Belediyelerin sahip olduğu Türk Ticaret Kanununa bağlı şirketler ve kamuya bağlı idareler ya da bağlı kuruluşların temel kamu hizmetlerinin sağlanmasında ve bir yandan belediye bütçeleri üzerindeki doğrudan maliyetleri sınırlayarak diğer yandan altyapı yatırımlarının karşılanmasında etkili olduğu ifade edilen raporda, şöyle denildi:
“Bugüne kadar bağlı kuruluşlar görece olarak iyi bir performans sergiledi ve belediyelerden nadir durumlarda belirgin operasyon katkılarına gerek duydu. Ancak operasyon ortamı ve mali şartlar kötüleştikçe bu şirketler üzerindeki mali baskının artması beklenebilir.
Böyle bir olayın gerçekleşme olasılığını ve büyüklüğünü önceden kestirmek oldukça güç olsa da, çünkü böyle bir olayın gerçekleşme olasılığı hem sistemik hem de belediyelere özel faktörlere bağlı olabilir, bu şirketlerin karşı karşıya kalacağı mali sıkıntılar ilgili belediyeleri de büyük olasılıkla etkileyecek.”
TEMEL OLARAK SERMAYE HARCAMASINA BAĞLI BELLİ BİR BÜTÇE ESNEKLİĞİ
Raporda, sermaye harcamasının belediye bütçelerinin önemli bir kısmını kaplıyor olmasının gelir tarafı üzerindeki takdir yetkisinin kısıtlı olmasını ve operasyon harcamalarına ilişkin esneklik sıkıntısını kısmen hafifletmekte olduğu kaydedildi.
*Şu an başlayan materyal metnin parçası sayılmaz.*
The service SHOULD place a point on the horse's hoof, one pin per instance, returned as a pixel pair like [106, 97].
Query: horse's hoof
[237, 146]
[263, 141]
Gerçekten de sermaye harcamasının ya da yatırımların mali baskının yönetilebilmesi için ertelenebileceği ve yeniden takvimlendirilebileceği belirtilen raporda, ancak bazı durumlarda büyük yatırımların ertelenmesi ve/veya yeniden takvimlendirilmesinin güç olabileceği, ayrıca kriz dönemlerinde altyapı yatırımlarının genelde mali teşvik paketlerinin önemi bir parçasını oluşturduğu ifade edildi.
Bunun aksine, yatırımlara ilişkin olarak girişken politikalar izlemenin nakit rezervlerinin azalmasına ve borçlanmaya yönelinmesine neden olabileceği anlatılan raporda, bu durumun finansman maliyetinin yüksek olduğu ve likidite şartlarının sıkı olduğu bir zamanda endişelere yol açabileceği belirtildi.
YABANCI PARA BİRİMİNDEN FİNANSMANA SINIRLI ERİŞİM
Küresel krizin ilerlemesiyle birlikte yatırımcıların riskten daha fazla kaçar hale geldikleri ve yabancı sermaye akışları ciddi şekilde düştüğü ifade edilen raporda, şöyle denildi:
“Bu durum yabancı para biriminden borçlanmalarda ek faizlerin artmasına, borç verme şartlarının sıkılaşmasına ve vadelerin kısalmasına neden oldu. Bu gelişmeler para biriminde yaşanan değer kaybıyla birlikte yabancı finansmana ilişkin borç hizmeti maliyetlerinin birden artmasına neden oldu. Bu zor şartların bu yıl içerisinde hafiflemesi pek mümkün görünmüyor.
Geçmiş yıllarda, uzun vadeli yerel finansmanın mevcut olmayışı Türkiye;deki belediyelerin (özellikle büyük belediyelerin) yatırımları için bankalardan ve çok uluslu kuruluşlardan yabancı para birimi üzerinden borç almaya yönelmesine neden oldu.”